After jumping through a few hoops, now I have a home page listing all documents and can edit them collaboratively.

Then it struck me I could host the app on `AWS`, putting the angular app on s3 and break down the server with API-gateway and lambda function (after all, there’s only 2 API needed).  this decision caused me more pain than firebase…
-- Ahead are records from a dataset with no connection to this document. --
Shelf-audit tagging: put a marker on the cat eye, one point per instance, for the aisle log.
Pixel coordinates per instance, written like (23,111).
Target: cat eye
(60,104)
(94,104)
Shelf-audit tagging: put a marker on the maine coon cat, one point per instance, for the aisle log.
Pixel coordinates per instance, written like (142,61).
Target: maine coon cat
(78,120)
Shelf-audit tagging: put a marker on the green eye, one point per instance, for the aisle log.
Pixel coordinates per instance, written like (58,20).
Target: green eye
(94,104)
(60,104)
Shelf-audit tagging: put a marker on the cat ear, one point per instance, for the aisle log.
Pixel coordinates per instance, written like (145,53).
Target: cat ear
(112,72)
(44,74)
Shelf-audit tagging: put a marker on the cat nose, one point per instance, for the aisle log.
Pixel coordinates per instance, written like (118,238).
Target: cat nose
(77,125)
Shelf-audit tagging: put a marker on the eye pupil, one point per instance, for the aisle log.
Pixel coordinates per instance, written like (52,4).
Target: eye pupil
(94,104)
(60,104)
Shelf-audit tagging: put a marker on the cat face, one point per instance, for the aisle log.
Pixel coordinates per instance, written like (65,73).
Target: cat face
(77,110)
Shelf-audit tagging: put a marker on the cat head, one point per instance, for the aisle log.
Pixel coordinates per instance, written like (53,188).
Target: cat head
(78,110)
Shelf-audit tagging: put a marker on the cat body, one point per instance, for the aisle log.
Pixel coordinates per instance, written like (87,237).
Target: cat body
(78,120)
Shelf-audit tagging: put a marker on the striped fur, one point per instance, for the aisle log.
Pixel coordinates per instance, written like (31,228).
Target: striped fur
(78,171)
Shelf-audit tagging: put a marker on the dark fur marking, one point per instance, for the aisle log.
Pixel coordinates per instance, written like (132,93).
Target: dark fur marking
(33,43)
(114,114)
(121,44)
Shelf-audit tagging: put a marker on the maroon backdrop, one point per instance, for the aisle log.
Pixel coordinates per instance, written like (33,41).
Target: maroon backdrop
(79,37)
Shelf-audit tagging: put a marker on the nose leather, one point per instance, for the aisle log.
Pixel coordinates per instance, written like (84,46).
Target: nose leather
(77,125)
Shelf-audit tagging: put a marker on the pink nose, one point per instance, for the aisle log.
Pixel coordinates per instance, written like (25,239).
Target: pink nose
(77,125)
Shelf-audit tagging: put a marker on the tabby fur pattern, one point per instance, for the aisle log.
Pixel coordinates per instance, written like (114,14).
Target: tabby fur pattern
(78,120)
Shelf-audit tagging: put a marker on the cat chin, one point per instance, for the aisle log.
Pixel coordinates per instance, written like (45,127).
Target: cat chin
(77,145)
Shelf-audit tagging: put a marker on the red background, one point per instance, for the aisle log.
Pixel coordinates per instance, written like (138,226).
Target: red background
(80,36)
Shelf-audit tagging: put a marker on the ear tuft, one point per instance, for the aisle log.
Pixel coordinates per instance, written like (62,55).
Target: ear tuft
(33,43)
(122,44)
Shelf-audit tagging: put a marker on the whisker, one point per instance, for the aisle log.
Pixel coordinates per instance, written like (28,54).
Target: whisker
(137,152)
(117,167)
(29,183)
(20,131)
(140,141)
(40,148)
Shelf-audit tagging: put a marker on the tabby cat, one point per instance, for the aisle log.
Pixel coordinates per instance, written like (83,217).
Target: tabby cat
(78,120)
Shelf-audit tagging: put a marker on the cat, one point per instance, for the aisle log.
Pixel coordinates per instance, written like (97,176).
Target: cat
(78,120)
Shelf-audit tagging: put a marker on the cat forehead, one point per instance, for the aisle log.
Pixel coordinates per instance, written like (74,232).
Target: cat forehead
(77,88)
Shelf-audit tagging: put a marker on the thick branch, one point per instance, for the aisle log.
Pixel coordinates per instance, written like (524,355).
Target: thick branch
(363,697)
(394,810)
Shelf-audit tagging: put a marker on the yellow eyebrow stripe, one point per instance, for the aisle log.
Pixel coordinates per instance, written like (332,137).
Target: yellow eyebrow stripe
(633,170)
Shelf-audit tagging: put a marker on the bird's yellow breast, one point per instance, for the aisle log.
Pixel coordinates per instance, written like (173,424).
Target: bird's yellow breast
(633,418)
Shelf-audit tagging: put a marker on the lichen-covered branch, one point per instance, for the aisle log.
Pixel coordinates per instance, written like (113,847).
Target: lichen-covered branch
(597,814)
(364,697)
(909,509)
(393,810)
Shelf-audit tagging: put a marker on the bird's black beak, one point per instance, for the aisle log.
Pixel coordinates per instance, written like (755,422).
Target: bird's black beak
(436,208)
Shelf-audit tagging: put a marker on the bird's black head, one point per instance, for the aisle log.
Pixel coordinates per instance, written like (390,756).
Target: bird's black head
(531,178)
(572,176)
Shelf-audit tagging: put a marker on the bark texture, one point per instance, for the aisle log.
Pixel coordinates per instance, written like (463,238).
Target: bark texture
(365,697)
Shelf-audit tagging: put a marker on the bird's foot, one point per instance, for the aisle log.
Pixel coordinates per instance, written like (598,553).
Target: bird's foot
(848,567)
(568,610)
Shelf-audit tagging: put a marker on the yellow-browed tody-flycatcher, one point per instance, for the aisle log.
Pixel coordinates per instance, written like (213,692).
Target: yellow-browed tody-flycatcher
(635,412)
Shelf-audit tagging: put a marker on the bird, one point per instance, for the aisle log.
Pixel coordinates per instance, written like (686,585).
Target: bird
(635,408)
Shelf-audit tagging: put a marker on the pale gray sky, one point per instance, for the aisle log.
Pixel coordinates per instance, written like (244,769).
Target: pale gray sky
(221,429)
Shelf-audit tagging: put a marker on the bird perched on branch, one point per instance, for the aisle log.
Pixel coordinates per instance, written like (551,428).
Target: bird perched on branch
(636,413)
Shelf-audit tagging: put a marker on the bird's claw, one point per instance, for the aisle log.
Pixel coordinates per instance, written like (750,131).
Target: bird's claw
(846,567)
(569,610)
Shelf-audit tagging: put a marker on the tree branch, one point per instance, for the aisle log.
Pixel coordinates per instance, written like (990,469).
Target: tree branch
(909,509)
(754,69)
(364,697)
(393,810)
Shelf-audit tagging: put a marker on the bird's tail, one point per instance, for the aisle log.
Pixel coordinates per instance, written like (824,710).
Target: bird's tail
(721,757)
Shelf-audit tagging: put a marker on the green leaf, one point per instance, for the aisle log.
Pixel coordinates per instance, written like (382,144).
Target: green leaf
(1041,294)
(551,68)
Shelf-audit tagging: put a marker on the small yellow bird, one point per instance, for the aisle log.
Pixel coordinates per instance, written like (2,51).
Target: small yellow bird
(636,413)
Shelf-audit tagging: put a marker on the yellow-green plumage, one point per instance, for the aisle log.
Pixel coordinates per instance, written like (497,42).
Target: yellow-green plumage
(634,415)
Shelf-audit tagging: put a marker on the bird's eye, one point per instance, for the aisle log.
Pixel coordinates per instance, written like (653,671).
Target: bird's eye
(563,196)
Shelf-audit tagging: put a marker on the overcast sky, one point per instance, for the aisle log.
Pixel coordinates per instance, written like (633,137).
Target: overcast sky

  1. deploying the angular app on `S3` is very straightforward, however, since angular is using path for routes, the app only works if you navigate from `/` and will get a 404 or 403 if you put the angular route on the browser directly (as it’s trying to find that file on s3).  I read somewhere that we can use CloudFront to map the error page to `index.html`, but I couldn’t get that to work.
  2. API-gateway and lambda have a lot of caveats.  
    1. the lambda is pointed to the zip/jar file on an s3 bucket.  however, every time you’ve updated the zip/jar file, you’ll have to update the lambda with the same URL to the s3 object.  
    2. uploading a large file (10MB) on web console sucks.
    3. when you’re creating a lambda function, you should ignore the designer setting up a trigger to api gateway.  it looks like you can set up the relationship to API gateway there, but it’s a chicken and egg problem.  you’ll need to publish your API before you can configure the trigger here, but you’ll need the lambda setup before you can publish the API.  
    4. `plantuml` use `graphviz` which is not present on the lambda container.  we can set an env variable on the lambda conf to define where to find graphviz.  and packaged it in the zip file.
    5. can’t be jar file as it’ll lose execution permission
    6. maven also needs a bit of a hack to restore the execution permission when moving files with maven-resource-plugin
    7. the zip file is extracted to /var/task on the lambda container.  couldn’t find where it’s documented, I write log messages to `CloudWatch` to find that out.  and yes, logs go to `CloudWatch`.
    8. it’d be close to impossible to rely on a lot of external libraries.  even graphviz supports static linking, there are some libraries that don’t provide the static linking library.  
    9. couldn’t figure out a way to write lambda function with `kotlin` implementing the Handler interface (most example you can find will do that) which provides the API gateway event.  thus, there’s no way to set the response content-type or other HTTP related functions.
    10. don’t forget to define all response code in the method response.  I once forgot 200, and it got a weird error message which definitely didn’t tell you about the missing config.
    11. the API gateway assumes everything is using JSON.  I have an API that takes in the UML text (text/plain) and returns an encoded string (text/plain).  I have to convert the post body into a JSON (using the API gateway’s mapping template) before passing to the lambda function.  
    12. outputting a binary stream is also annoying.  I ended up have to base64 encode the image file, only have the API gateway to decode it right away.  also, there’s a `$util.base64decode` function in the mapping template which certainly doesn’t work.  luckily the option to convert to binary does work.
    13. setting the response content-type is also a bit tricky.  it’s where you define the HTTP response code supported. 
    14. cold start lambda could take anywhere from 5 to 10 seconds.  it’s very slow.  also, each container will only be used a certain time and it’ll be recycled.  i.e. we’ll hit cold start more than necessary.

I've got it sort of working, but a lot of plantuml diagrams doesn't work because of missing libraries.